ISO-TEM/°C	Start Time/s	Finish Time/s	ISO-TEM/°C	Start Time/s	Finish Time/s
400	75	342	550	10	135
450	25	252	600	8	138
500	10	218	650	4	72

. It is obvious that the start time, as well as finish time, are different with the different isothermal temperatures and that the transformation time is within 350 s for the isothermal transformation. Generally, the start time and finish time are different owing to the fact that the transformation-driven force and the diffusion coefficient of carbon atoms are different at different isothermal temperatures. The shortest start time is an isothermal temperature of 650 °C and the longest start time is an isothermal temperature of 400 °C. Meanwhile, the shortest finish time is 650 °C and the longest finish time is 400 °C. The microstructures of all the specimens for TTT curves are shown in Figure 7(a-3–f-3). Obviously, it consists of ferrite and pearlite when isothermal at 650 °C, 600 °C, and 550 °C. However, bainite is obtained when isothermal at 500 °C, 450 °C, and 400 °C. So, it can be deduced that bainite’s start temperature is between 500 °C and 550 °C. However, from the above CCT curves analysis, the microstructure is ferrite, pearlite, and bainite with a cooling rate of 5 °C/s, in which the transformation start temperature is 655 °C and the transformation finish temperature is 540 °C (as shown in Figure 6a). The microstructure is ferrite and pearlite with a cooling rate of 3 °C/s, in which the transformation start temperature is 656 °C and the transformation finish temperature is 566 °C (as shown in Figure 6a). This means that bainite is formed at a temperature of about 540 °C but below 566 °C, which indicates that bainite’s start temperature is between 540 °C and 566 °C. In summary, bainite’s start temperature is between 540 °C and 550 °C from the CCT curve and TTT curve results. It is of great importance to determine the second heating temperature of the partition slow cooling tailored properties hot forming process (TPP-S) and partition fast cooling tailored properties hot forming process (TPP-F) [23].

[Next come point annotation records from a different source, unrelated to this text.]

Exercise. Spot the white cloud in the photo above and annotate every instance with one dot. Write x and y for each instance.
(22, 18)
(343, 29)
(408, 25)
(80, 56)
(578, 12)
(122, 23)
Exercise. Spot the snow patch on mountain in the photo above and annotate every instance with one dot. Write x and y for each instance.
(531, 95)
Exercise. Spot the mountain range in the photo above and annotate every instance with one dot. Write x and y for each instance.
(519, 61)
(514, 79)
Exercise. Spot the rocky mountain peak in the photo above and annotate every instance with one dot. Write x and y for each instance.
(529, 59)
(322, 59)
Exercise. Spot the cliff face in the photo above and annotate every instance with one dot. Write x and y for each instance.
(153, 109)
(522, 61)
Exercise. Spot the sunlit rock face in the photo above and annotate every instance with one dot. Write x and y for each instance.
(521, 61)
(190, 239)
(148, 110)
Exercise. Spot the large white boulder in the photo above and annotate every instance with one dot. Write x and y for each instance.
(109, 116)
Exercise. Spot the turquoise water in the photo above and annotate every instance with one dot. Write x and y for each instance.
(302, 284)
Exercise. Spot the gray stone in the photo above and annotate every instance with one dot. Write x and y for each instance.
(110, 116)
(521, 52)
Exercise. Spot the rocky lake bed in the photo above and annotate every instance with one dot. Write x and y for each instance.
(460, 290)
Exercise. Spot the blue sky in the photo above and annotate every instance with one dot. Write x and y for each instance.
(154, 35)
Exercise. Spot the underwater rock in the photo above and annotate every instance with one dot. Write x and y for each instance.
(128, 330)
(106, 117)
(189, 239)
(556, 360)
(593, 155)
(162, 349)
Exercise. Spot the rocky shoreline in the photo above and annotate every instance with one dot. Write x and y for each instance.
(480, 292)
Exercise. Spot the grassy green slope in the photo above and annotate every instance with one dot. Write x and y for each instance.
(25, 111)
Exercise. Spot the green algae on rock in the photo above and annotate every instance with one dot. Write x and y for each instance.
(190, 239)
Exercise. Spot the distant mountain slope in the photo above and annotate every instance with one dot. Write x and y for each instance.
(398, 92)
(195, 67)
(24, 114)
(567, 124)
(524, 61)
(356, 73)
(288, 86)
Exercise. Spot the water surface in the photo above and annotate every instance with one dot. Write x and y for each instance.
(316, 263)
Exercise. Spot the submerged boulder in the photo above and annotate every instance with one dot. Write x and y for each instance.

Finally, based on the above analysis, the time-temperature-transformation (TTT) curves are plotted, as shown in Figure 8, which is of great importance for designing the selective heating process and isothermal transformation parameters, such as temperature and time, and so on.

4. Conclusions

The continuous cooling transformation (CCT) curves, as well as the time-temperature-transformation (TTT) curves, are obtained from the 38MnB5Nb steel. The phase transformation behaviors during continuous cooling and isothermal is investigated. The following conclusions are summarized.

The Ac1 and Ac3 are 748 °C and 805 °C. Combining the results of CCT curves and TTT curves, bainite’s start temperature is between 540 °C and 550 °C; while martensite’s start temperature is about 310 °C; the critical cooling rate is between 10 °C/s and 15 °C/s.

The microstructures are severely related to the cooling rate during the continuous cooling process. Ferrite and pearlite microstructure’s are obtained with cooling rate ranging between 0.2 °C/s and 3 °C/s. Ferrite, pearlite, bainite, and martensite are reaped with cooling rate ranges of 3 °C/s to 7 °C/s; bainite and martensite are obtained with cooling rate ranges of 7 °C/s to 10 °C/s; only martensite is reaped with a cooling rate exceeding 15 °C/s.

The microstructures are related to isothermal temperatures during the isothermal process. It consists of ferrite and pearlite when the isothermal is at 650 °C, 600 °C, and 550 °C. However, bainite is obtained when the isothermal is at 500 °C, 450 °C, and 400 °C.

Hardness is severely related to cooling rates, as well as microstructures. The hardness of ferrite and pearlite is about 220 HV to 240 HV; the hardness of bainite is between 497 HV and 557 HV; while the hardness of martensite is as high as 580 HV.

Compared with the conventional hot stamping 22MnB5 steel, the studied 38MnB5Nb steel is more beneficial for selective cooling processes.